Passwords have remained the most critical access control over users’ data and applications for decades and show no sign of going away anytime soon. A user’s password is the doorway through which they enter their online lives and applications, hence becoming the primary target for attackers. Along with the risk of cybercrime, users also have to juggle remembering complex passwords for numerous applications, which can become very difficult over time. This article will review essential password management techniques that users can apply to manage their passwords securely and conveniently.
Laying the foundation – Strong passwords
Choosing strong passwords is a statement that every single online user has heard at one time or another, yet it is still something that is often neglected until a breach happens. A strong password lays the foundation for an overall strong security foundation and is something that should never be neglected.
There is a reason that the following principles have stood the test of time:
- Ensure the password has an appropriate length and complexity with a combination of lower, uppercase characters, numbers, symbols, etc.
- Avoiding common words and phrases that can easily be brute forced by attackers
- Avoiding passwords creates information that can easily be gleaned from your public profiles, like the date of birth, name, address, etc.
- Using passphrases that are easier to remember and yet much more difficult to guess
- Avoiding reuse of passwords as that exponentially increases the blast radius of an attack if your password gets breached.
Leveraging tools and technology
As mentioned earlier, managing passwords across applications can be a logistical nightmare leading to users choosing easy passwords, reusing them, or writing them down for easy access.
Thankfully there are numerous tools and technologies available that can mitigate these risks.
But before using these tools, it is essential to remember that not all passwords are created equal. It is important to list and categorize the accounts you use to immediately focus on the most sensitive ones and move to the less critical ones over time.
Some of the essential tools and tips that can be used are:
- Password Managers can be used to store your passwords in one place securely. Tools like LastPass can handle the overhead of creating and managing different, unique passwords from a central location. These tools can also fill them out automatically when users access their applications, thus removing the difficulty of password management.
- Enabling multi-factor authentication is a simple but effective way to strengthen your password footprint further. This additional layer of security can stop an attacker in their tracks even if your password is compromised. Most online applications and platforms support MFA, so enabling this should be a top priority.
- Establish a routine for changing passwords. Mark a date in your calendar for when you will change the passwords for your critical accounts. It is easy to keep putting this off until a security issue happens and then go into panic mode. Ensure you change your password for critical accounts such as online banking, social media, and email every 3 to 6 months.
- Offline encrypted storage is another option for users uncomfortable using online password management tools. There are alternatives like encrypted USB drives that can be used and mitigate the risk of theft due to their strong encryption.
- Make sure that you review your accounts periodically and close those accounts you are no longer using. Reducing your digital footprint helps you become a less attractive target for attackers.

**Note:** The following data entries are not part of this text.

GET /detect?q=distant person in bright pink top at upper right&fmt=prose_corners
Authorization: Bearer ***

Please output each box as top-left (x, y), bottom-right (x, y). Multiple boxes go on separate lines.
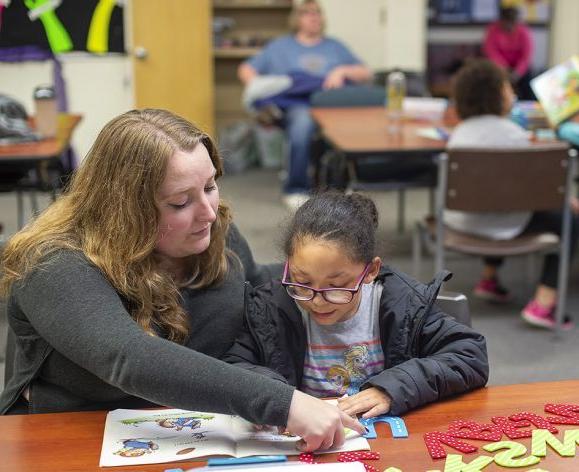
top-left (483, 7), bottom-right (533, 99)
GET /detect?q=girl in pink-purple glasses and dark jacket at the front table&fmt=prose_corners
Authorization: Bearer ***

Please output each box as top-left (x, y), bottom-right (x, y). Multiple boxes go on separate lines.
top-left (225, 192), bottom-right (488, 417)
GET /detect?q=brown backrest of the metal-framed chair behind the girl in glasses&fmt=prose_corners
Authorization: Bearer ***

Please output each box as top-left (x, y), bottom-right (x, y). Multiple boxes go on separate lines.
top-left (439, 143), bottom-right (569, 212)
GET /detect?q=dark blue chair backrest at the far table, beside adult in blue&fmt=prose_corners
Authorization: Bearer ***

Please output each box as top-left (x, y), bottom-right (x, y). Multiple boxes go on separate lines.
top-left (310, 85), bottom-right (386, 108)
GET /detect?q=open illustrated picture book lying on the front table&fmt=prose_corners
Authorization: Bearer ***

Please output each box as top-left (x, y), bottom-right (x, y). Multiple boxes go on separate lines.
top-left (99, 409), bottom-right (370, 467)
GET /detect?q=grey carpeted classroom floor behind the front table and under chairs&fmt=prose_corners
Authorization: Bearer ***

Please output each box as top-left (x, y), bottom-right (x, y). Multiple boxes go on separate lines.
top-left (0, 169), bottom-right (579, 389)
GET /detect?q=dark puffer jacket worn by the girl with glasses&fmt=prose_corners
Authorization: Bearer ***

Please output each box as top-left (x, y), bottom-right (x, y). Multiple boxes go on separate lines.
top-left (224, 267), bottom-right (489, 415)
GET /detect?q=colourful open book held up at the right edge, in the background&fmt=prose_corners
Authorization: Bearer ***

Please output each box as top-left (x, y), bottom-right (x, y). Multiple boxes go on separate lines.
top-left (531, 56), bottom-right (579, 126)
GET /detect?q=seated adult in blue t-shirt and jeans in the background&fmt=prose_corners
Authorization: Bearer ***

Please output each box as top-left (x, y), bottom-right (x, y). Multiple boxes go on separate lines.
top-left (238, 0), bottom-right (372, 210)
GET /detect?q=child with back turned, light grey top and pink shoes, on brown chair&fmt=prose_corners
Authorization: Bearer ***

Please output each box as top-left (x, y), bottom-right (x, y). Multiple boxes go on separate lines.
top-left (444, 60), bottom-right (577, 329)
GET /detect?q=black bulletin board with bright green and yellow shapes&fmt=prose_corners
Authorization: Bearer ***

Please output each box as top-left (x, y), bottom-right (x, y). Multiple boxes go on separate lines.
top-left (0, 0), bottom-right (125, 54)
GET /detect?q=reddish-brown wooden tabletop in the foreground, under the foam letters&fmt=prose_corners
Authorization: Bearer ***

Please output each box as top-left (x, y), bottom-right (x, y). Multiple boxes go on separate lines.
top-left (0, 380), bottom-right (579, 472)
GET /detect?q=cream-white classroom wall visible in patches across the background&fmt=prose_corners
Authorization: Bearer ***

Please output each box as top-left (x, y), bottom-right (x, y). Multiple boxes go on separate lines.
top-left (0, 0), bottom-right (579, 157)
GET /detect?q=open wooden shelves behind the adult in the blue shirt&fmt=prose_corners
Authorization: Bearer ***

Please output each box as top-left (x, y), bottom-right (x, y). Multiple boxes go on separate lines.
top-left (213, 0), bottom-right (292, 129)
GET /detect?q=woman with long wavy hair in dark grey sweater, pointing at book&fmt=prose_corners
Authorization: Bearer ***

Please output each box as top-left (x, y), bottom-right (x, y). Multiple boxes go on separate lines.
top-left (0, 110), bottom-right (361, 449)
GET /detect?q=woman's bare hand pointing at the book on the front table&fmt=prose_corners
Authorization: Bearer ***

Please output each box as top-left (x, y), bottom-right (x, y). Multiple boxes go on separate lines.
top-left (287, 390), bottom-right (365, 452)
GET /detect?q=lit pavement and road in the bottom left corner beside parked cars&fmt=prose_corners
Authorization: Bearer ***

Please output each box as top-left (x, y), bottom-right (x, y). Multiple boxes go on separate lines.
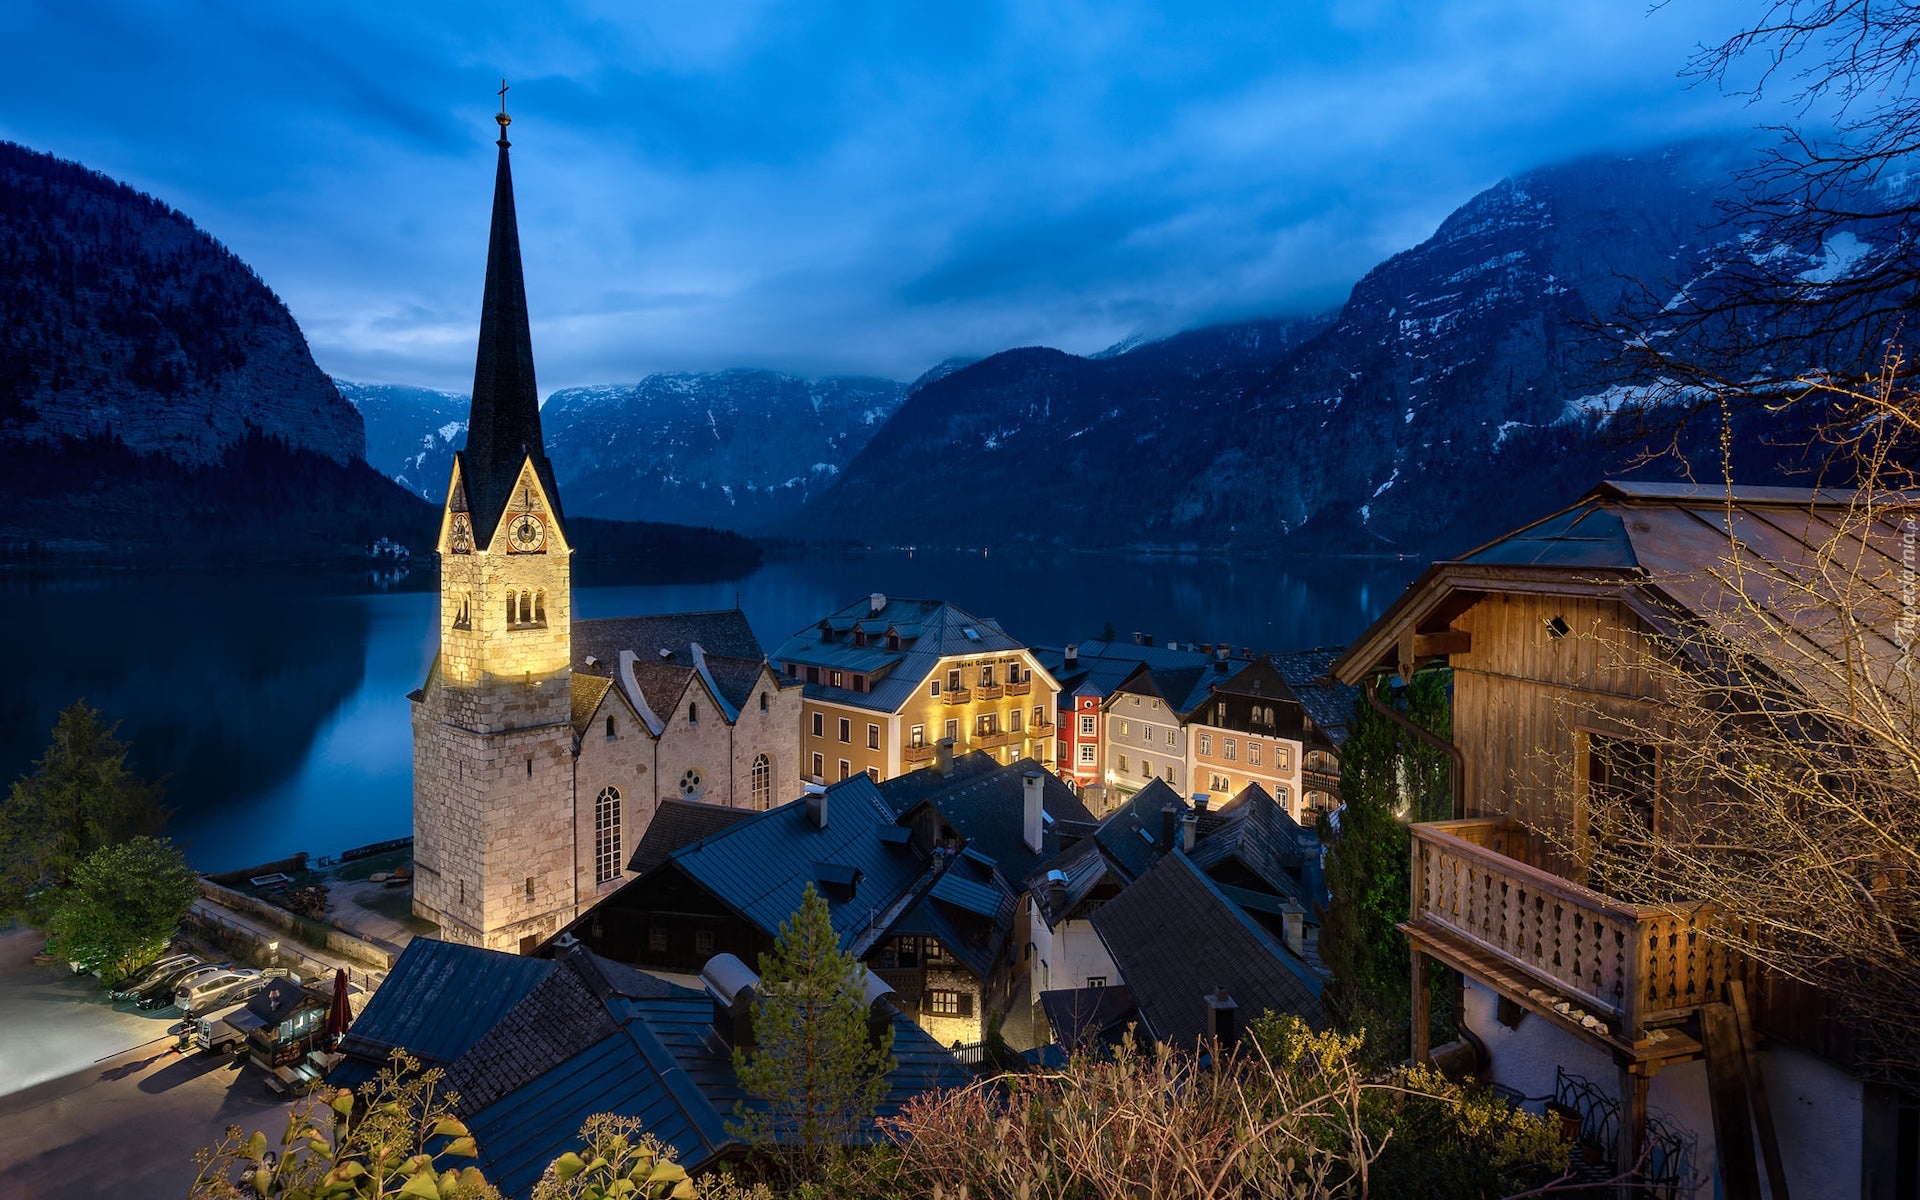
top-left (0, 929), bottom-right (292, 1200)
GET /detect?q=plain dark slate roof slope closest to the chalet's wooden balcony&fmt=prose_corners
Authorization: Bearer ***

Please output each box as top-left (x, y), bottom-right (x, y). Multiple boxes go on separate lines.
top-left (1092, 854), bottom-right (1321, 1044)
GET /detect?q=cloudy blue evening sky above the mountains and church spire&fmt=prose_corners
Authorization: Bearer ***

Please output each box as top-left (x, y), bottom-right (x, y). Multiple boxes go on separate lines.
top-left (0, 0), bottom-right (1761, 390)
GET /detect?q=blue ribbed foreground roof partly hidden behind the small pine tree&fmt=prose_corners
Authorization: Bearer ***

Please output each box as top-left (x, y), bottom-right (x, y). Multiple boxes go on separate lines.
top-left (456, 993), bottom-right (972, 1196)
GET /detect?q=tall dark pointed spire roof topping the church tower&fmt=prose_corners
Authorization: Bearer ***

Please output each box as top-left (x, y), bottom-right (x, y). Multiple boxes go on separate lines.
top-left (459, 102), bottom-right (561, 541)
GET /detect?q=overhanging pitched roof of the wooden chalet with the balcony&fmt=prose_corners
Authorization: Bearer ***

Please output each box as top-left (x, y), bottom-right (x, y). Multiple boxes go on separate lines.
top-left (1334, 480), bottom-right (1920, 702)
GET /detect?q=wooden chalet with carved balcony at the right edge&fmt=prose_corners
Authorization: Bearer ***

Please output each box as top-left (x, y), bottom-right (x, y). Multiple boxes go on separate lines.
top-left (1332, 482), bottom-right (1914, 1200)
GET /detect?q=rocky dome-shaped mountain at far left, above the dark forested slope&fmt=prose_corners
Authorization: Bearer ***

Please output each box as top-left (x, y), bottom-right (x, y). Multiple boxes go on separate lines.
top-left (0, 142), bottom-right (365, 465)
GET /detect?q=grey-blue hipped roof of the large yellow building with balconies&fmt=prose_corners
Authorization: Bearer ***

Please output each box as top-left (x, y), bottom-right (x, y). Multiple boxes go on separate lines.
top-left (772, 597), bottom-right (1025, 712)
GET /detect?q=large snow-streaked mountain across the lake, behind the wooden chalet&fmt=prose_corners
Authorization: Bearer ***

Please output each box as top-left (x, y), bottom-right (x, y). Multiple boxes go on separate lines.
top-left (791, 144), bottom-right (1776, 551)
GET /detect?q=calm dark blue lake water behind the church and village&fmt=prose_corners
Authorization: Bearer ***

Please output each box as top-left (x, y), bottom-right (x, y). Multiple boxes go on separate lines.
top-left (0, 551), bottom-right (1425, 870)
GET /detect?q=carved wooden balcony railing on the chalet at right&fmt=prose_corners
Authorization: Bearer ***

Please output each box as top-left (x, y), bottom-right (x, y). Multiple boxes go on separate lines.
top-left (1411, 820), bottom-right (1745, 1043)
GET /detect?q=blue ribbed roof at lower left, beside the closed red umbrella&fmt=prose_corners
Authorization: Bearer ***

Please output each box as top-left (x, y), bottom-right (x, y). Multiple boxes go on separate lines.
top-left (328, 937), bottom-right (553, 1087)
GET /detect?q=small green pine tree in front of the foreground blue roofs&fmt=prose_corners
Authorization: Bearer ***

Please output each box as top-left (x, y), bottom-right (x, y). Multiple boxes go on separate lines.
top-left (732, 883), bottom-right (893, 1179)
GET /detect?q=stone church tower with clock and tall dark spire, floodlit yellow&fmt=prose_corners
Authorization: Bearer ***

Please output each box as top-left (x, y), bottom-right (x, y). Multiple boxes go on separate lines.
top-left (411, 104), bottom-right (580, 950)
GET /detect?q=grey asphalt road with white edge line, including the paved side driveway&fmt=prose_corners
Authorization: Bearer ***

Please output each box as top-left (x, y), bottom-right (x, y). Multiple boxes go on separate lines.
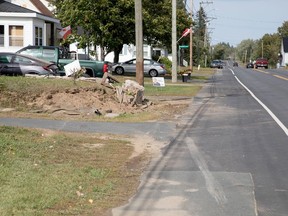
top-left (0, 65), bottom-right (288, 216)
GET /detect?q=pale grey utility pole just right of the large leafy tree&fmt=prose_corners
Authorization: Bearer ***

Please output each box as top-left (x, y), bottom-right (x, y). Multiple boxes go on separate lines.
top-left (171, 0), bottom-right (177, 83)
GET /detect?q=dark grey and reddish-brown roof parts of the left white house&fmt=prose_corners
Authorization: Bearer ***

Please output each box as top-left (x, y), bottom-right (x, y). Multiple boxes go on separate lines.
top-left (0, 0), bottom-right (53, 17)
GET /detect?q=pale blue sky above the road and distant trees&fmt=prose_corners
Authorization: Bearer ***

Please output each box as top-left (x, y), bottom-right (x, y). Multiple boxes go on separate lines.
top-left (187, 0), bottom-right (288, 46)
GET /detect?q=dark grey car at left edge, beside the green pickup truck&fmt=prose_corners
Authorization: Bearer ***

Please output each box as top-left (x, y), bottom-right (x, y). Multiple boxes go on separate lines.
top-left (0, 52), bottom-right (59, 76)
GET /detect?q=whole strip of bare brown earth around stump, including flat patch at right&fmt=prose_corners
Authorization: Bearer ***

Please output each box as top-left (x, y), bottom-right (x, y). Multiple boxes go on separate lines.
top-left (0, 79), bottom-right (191, 120)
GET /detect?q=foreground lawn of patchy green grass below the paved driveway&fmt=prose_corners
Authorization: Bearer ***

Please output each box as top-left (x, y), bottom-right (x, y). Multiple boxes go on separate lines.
top-left (0, 127), bottom-right (144, 216)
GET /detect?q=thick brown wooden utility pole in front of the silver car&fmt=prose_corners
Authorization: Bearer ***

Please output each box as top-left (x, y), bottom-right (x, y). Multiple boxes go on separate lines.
top-left (135, 0), bottom-right (144, 86)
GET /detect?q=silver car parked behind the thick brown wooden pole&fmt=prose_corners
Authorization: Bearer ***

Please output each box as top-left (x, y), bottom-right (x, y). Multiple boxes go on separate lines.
top-left (112, 59), bottom-right (167, 77)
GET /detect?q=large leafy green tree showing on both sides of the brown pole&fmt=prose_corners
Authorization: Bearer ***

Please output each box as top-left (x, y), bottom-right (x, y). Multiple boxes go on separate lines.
top-left (52, 0), bottom-right (189, 62)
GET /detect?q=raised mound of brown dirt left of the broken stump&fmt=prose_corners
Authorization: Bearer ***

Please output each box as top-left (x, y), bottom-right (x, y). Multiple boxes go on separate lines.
top-left (28, 85), bottom-right (152, 117)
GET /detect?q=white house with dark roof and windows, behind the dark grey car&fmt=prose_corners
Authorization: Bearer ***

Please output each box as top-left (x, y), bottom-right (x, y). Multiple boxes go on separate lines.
top-left (0, 0), bottom-right (61, 52)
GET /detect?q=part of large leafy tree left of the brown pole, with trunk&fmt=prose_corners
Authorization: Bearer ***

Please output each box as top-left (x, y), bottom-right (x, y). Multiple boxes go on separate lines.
top-left (52, 0), bottom-right (135, 61)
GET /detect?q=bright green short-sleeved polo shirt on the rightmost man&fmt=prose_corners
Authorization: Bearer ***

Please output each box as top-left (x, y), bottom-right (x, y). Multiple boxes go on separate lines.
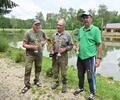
top-left (78, 25), bottom-right (101, 60)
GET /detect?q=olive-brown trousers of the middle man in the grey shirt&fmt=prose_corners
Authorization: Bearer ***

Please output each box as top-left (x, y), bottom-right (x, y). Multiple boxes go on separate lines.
top-left (52, 53), bottom-right (68, 84)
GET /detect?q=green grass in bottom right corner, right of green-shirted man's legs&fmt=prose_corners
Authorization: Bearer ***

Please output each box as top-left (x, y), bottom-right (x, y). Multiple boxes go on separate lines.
top-left (96, 76), bottom-right (120, 100)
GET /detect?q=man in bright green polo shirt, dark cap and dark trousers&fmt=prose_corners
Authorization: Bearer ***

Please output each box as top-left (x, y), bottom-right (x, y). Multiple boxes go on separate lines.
top-left (74, 14), bottom-right (102, 100)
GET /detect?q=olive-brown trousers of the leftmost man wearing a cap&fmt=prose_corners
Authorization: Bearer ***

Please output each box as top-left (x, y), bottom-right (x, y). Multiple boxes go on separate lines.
top-left (24, 54), bottom-right (42, 86)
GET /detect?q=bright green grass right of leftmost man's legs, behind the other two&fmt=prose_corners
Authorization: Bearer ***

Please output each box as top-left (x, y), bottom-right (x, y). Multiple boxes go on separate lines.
top-left (43, 58), bottom-right (120, 100)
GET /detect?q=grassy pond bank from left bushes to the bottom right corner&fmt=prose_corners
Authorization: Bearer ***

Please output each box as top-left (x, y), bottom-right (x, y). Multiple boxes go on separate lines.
top-left (0, 48), bottom-right (120, 100)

Lastly, you must be informed about cybersecurity news to be aware of any data breaches that might impact your accounts. Register for updates on sites and always watch for attacks on websites and platforms on which you have a presence so you can immediately change your passwords in case of an attack.
As mentioned earlier, passwords are the “keys to the kingdom” in your digital life and should be treated as such. There are numerous tools present which can remove the burden of creating and managing strong passwords and reduce the risk of a data breach. In addition to these tools, enable MFA where possible, regularly review your accounts, and set up a password rotation schedule. These good practices working in tandem will make your passwords secure and easy to use.
What is the recommended length and complexity for a strong password?
A strong password should be at least 12 characters long and include a combination of uppercase and lowercase letters, numbers, and special characters to make it harder for attackers to crack.
What is a passphrase, and why is it more secure than traditional passwords?
A passphrase is a sequence of words or sentences that is easy for you to remember but difficult for others to guess. Passphrases are generally more secure than traditional passwords because they are longer and less predictable.
Why is it important not to reuse passwords?
Reusing passwords across multiple accounts increases the risk of a data breach. If one of your accounts is compromised, all others are at risk. Creating unique passwords for each account minimizes this risk.
What are some popular password managers?
Some popular password managers include LastPass, Dashlane, and 1Password. These tools securely store and manage all your passwords in one place, generate strong, unique passwords for your accounts, and automatically fill them in when needed.
How often should I update my passwords?
It is recommended to update your passwords every 3-6 months, especially for sensitive accounts like email, banking, and social media. Regular password updates help reduce the risk of unauthorized access.
What is two-factor authentication (2FA), and why should I use it?
Two-factor authentication (2FA) is an added layer of security that requires a second factor, such as a fingerprint, a text message code, or a mobile app-generated code, to access your account. Using 2FA reduces the risk of unauthorized access even if your password is compromised.
How can I securely store my passwords offline?
For secure offline storage of passwords, consider using an encrypted storage solution like KeePass or an encrypted USB drive. Encryption ensures your passwords remain secure, even if the storage device is lost or stolen.